PROFILE

杉山 登志郎様

 

福井大学 子どものこころの発達研究センター客員教授
専門は児童青年期精神医学
「発達障害」の研究の第一人者として、多方面でご活躍されている

 

※杉山登志郎様に関する詳細は、最後をご覧ください。

 

 

根岸 葉槻(以下、根岸)
「杉山様は長年、発達障害の研究に携わられてきたとのことですが、その中で、愛着問題に目を向けようと思われたきっかけを教えてください。

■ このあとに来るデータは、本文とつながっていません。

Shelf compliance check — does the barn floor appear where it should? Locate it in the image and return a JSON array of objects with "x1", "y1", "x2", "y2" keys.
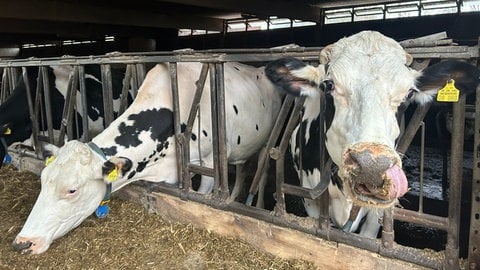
[{"x1": 0, "y1": 166, "x2": 314, "y2": 270}]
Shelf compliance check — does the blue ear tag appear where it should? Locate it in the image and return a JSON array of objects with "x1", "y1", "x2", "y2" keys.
[
  {"x1": 95, "y1": 204, "x2": 109, "y2": 218},
  {"x1": 3, "y1": 154, "x2": 12, "y2": 164}
]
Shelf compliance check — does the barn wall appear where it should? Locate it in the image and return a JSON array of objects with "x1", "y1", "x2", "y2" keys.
[{"x1": 174, "y1": 13, "x2": 480, "y2": 50}]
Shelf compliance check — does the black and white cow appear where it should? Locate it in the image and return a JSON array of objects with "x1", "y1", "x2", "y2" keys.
[
  {"x1": 266, "y1": 31, "x2": 480, "y2": 238},
  {"x1": 0, "y1": 65, "x2": 132, "y2": 167},
  {"x1": 14, "y1": 63, "x2": 282, "y2": 254}
]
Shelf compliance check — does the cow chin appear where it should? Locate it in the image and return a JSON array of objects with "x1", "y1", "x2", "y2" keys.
[{"x1": 339, "y1": 143, "x2": 408, "y2": 208}]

」

 

杉山 登志郎様(以下、杉山)
「長年、児童精神科医として働いていますと、愛着の大切さを身に染みて感じることが多々あります。
私は、愛着の形成は『人間の基礎工事』に該当することだと考えています。
ですので、愛着形成が人生を築いていく上での基盤になると考えたとき、精神科医としてここにも目を向けなければいけないと感じました。

 

根岸
「愛着形成が上手くいかないと、その後の構築も上手くいかないというわけですね。
杉山様がこのように思われた理由として、具体的にどのような出来事があったのでしょうか?」

 

杉山
「私は2001年に、あいち小児保健医療総合センター 児童精神科のチーフとして赴任しました。
そこまで発達障害を主に研究していたため、ここでは子ども虐待に真正面から向き合いたいと、子ども虐待の専門外来をつくりました。
そこで、数百名の子ども虐待の診療を行ったのですが、正直、あまりの重症さに驚かされました。
この時、なぜこのようなことが起きてしまうのだろうと初めて考えさせられたわけですが、そこでいきついた答えが、友田明美教授の研究していた “ 愛着と脳の関係 ” でした。」

 

根岸
「その点に関して、もう少し詳しくお聞きしても宜しいでしょうか?」

 

杉山
虐待を受けると、脳自体が変形し、また機能が損なわれ、発達障害のような状態になってしまいます。
ですので虐待を受けた子どもを、ただの情緒障害として捉えてはいけないとこの時に分かりました。
虐待によって脳が変形し、働きが変わると、発達障害と似た症状だけでなく、解離性障害、また幻覚なども起きてきます。
そしてこの中の1つに、愛着障害も上げることができるんです。
そもそも愛着障害とは、安心が提供されない環境で育った際、人間の基礎工事部分が欠落した状態のことを言います。

 

根岸
「冒頭でも、愛着形成(=基礎工事)のことをお話してくださいましたが、具体的にはどのようなことに関わってくるのでしょうか?」

 

杉山
「愛着形成は様々なことに影響してきます。
それをお伝えする前に、まずは『愛着が形成される仕組み』についてお伝えしたいと思います。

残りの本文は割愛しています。